La parábola del “hijo pródigo” cambia todo un esquema teológico. Jesús la dice respondiendo a las murmuraciones de los escribas y fariseos: “Ése acoge a los pecadores y come con ellos”.
Para los fariseos los pecadores habrían de convertirse y cambiar de vida para poder ser acogidos por Dios; sin embargo Jesús cambia radicalmente su relación con los pecadores: sale a su encuentro, los acoge, los ama, incluso come con ellos y es precisamente ese amor gratuito y misericordioso de Jesús el que los convierte.
Jesús sabe que el Padre Dios hace salir el sol sobre buenos y malos, por eso él ofrece su abrazo y la fiesta del perdón tanto a los que creen que no tienen perdón, porque están fuera de la casa paterna, de la Iglesia, como a los cumplidores, a los que estando dentro de ella, lo están por costumbre o por cumplimiento.

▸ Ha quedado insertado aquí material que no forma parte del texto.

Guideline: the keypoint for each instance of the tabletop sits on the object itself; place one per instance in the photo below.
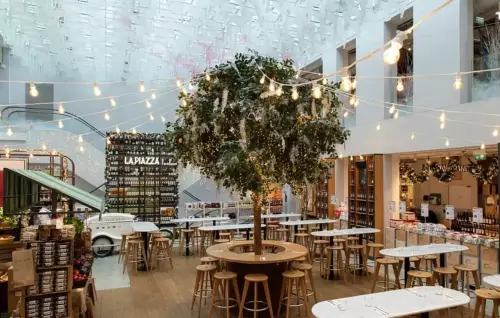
(144, 227)
(492, 280)
(307, 222)
(194, 220)
(421, 250)
(225, 252)
(359, 231)
(394, 303)
(228, 227)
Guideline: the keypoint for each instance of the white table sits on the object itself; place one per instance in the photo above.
(492, 280)
(394, 303)
(144, 228)
(422, 250)
(224, 227)
(358, 231)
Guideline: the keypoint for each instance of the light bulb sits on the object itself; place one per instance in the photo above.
(392, 109)
(97, 90)
(354, 83)
(400, 87)
(279, 91)
(272, 88)
(442, 118)
(458, 82)
(317, 92)
(33, 90)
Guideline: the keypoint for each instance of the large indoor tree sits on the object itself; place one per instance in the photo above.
(248, 133)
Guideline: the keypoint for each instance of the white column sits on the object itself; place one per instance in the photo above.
(442, 44)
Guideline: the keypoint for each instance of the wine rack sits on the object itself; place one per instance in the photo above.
(366, 193)
(141, 177)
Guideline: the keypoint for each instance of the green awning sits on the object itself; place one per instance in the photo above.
(50, 182)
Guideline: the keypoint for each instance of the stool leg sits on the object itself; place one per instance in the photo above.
(268, 298)
(243, 298)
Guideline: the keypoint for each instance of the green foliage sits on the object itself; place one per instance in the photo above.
(249, 143)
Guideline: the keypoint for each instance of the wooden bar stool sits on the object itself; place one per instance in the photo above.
(161, 252)
(291, 278)
(256, 279)
(441, 274)
(307, 269)
(184, 236)
(386, 262)
(482, 295)
(357, 251)
(203, 285)
(463, 272)
(123, 245)
(222, 300)
(418, 276)
(135, 254)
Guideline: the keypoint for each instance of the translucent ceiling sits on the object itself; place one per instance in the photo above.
(112, 40)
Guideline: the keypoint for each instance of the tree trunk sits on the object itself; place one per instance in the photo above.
(257, 239)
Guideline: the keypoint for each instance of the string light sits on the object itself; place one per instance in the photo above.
(97, 90)
(392, 109)
(295, 93)
(33, 90)
(317, 92)
(60, 109)
(458, 82)
(400, 87)
(391, 55)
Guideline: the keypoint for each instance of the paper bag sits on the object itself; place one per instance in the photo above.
(23, 265)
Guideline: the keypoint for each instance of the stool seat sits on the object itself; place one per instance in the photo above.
(445, 270)
(256, 277)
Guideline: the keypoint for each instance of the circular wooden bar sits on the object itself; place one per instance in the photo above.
(273, 262)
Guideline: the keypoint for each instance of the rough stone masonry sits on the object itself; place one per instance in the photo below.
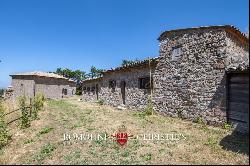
(189, 76)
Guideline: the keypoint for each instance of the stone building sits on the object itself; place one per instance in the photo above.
(51, 85)
(200, 74)
(123, 86)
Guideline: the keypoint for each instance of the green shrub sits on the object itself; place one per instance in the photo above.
(148, 110)
(100, 102)
(5, 137)
(25, 121)
(37, 105)
(199, 120)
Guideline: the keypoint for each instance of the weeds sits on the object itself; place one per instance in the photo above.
(45, 151)
(25, 121)
(37, 105)
(199, 120)
(45, 130)
(227, 126)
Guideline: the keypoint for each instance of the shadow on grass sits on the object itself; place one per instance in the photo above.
(236, 142)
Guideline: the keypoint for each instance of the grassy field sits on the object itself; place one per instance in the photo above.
(42, 143)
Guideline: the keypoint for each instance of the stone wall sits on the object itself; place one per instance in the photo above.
(50, 87)
(194, 86)
(135, 98)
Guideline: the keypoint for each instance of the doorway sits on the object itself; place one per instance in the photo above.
(96, 91)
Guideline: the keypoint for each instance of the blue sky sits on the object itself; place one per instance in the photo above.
(46, 34)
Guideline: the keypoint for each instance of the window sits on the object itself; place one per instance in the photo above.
(112, 84)
(176, 52)
(144, 83)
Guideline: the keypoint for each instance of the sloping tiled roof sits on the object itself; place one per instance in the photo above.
(91, 79)
(42, 74)
(228, 27)
(135, 64)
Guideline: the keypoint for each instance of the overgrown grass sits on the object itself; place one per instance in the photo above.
(45, 131)
(25, 121)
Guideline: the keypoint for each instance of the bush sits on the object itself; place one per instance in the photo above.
(100, 102)
(5, 137)
(25, 121)
(37, 105)
(148, 110)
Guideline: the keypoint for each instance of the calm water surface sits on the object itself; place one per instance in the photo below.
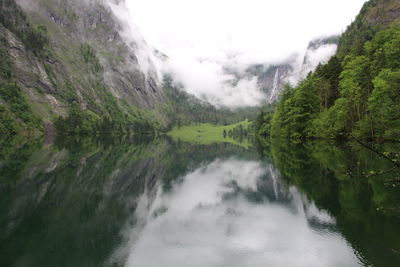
(162, 203)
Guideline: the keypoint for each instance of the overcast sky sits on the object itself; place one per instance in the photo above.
(204, 35)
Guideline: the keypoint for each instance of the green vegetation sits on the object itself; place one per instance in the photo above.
(15, 112)
(13, 18)
(354, 95)
(185, 109)
(206, 133)
(90, 57)
(356, 186)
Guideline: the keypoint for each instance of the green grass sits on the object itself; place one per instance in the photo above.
(206, 133)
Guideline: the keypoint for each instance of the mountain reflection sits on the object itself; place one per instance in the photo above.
(222, 215)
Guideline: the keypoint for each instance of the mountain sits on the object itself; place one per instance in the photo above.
(60, 55)
(271, 79)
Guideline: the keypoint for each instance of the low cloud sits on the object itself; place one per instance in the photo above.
(201, 38)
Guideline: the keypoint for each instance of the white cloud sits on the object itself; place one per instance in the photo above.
(210, 34)
(201, 226)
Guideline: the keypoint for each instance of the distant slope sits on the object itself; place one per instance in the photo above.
(356, 94)
(71, 54)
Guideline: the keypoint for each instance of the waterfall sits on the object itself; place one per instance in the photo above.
(275, 85)
(274, 182)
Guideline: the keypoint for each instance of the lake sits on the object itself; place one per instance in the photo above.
(145, 203)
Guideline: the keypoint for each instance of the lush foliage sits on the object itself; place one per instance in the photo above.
(206, 133)
(12, 17)
(15, 113)
(356, 95)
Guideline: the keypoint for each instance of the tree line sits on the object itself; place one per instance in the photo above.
(356, 94)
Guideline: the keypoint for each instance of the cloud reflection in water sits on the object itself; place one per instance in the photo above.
(222, 214)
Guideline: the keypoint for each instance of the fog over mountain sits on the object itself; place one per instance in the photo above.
(204, 38)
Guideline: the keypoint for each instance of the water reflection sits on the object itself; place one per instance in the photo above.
(218, 215)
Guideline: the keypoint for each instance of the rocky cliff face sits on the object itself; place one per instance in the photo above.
(86, 58)
(272, 78)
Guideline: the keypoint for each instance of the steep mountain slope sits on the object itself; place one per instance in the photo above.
(356, 94)
(271, 79)
(65, 54)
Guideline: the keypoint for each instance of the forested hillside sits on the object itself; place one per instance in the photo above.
(356, 94)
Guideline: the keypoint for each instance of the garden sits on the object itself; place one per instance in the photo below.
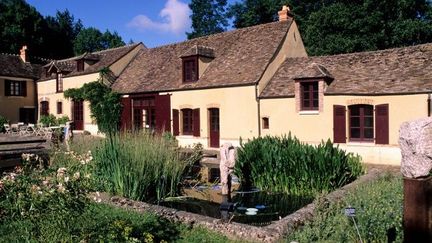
(50, 200)
(54, 199)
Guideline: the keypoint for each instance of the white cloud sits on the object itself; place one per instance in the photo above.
(175, 17)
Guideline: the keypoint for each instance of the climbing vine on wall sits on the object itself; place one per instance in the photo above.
(105, 105)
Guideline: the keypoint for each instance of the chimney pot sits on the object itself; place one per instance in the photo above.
(23, 53)
(285, 13)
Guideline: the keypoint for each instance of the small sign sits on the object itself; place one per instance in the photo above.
(350, 212)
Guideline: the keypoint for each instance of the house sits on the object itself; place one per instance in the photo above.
(18, 87)
(259, 81)
(358, 100)
(60, 75)
(207, 89)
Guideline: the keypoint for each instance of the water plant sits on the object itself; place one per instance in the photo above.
(378, 205)
(284, 164)
(140, 166)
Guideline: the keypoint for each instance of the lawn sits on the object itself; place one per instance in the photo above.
(378, 211)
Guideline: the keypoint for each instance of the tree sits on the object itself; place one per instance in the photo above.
(20, 24)
(61, 32)
(91, 39)
(367, 25)
(208, 17)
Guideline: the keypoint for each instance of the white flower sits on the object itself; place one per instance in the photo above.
(60, 188)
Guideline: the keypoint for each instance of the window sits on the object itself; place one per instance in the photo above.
(15, 88)
(187, 118)
(44, 108)
(266, 123)
(361, 122)
(59, 83)
(59, 107)
(309, 95)
(190, 69)
(80, 65)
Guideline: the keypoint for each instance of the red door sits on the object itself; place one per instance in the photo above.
(214, 127)
(78, 114)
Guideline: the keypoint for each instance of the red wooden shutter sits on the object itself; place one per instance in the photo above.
(176, 130)
(196, 123)
(382, 124)
(126, 114)
(23, 88)
(7, 87)
(163, 113)
(339, 124)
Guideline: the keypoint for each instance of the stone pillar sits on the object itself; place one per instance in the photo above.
(416, 147)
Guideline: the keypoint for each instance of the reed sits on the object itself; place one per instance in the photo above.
(140, 166)
(284, 164)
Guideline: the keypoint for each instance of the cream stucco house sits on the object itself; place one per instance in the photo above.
(259, 81)
(207, 89)
(18, 87)
(60, 75)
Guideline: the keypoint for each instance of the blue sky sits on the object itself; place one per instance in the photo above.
(153, 22)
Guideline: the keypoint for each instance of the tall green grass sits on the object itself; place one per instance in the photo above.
(284, 164)
(140, 166)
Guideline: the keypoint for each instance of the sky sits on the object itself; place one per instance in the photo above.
(153, 22)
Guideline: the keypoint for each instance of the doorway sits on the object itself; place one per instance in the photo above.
(78, 114)
(214, 127)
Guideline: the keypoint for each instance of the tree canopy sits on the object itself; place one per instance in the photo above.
(342, 26)
(208, 17)
(55, 37)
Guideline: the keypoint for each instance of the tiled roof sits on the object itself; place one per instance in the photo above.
(314, 70)
(200, 51)
(391, 71)
(13, 66)
(241, 57)
(105, 58)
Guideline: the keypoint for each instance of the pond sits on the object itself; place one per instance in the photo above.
(258, 208)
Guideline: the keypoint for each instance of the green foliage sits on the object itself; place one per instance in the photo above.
(341, 26)
(50, 36)
(92, 39)
(378, 208)
(208, 17)
(105, 104)
(367, 25)
(3, 121)
(140, 166)
(284, 164)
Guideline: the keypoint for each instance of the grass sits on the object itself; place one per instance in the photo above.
(378, 209)
(284, 164)
(103, 223)
(140, 166)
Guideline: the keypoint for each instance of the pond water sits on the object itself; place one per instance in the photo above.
(256, 207)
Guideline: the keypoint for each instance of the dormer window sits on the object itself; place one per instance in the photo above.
(80, 65)
(195, 61)
(309, 95)
(190, 69)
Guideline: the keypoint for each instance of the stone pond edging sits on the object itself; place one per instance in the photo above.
(233, 230)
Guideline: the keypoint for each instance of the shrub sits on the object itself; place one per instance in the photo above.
(284, 164)
(378, 209)
(140, 166)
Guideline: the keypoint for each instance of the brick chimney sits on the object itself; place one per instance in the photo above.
(285, 14)
(23, 54)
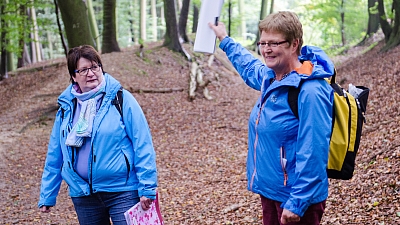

El cristiano cumplidor, pero mediocre, encarna tristemente la figura del hermano mayor de la parábola.
Por una parte tiene manjares suculentos y vinos de solera, tiene la Palabra, la Eucaristía, el testimonio de los grandes creyentes, la oración, pero su vida es triste, cumple como cristiano refunfuñando y con espíritu mezquino, no por amor.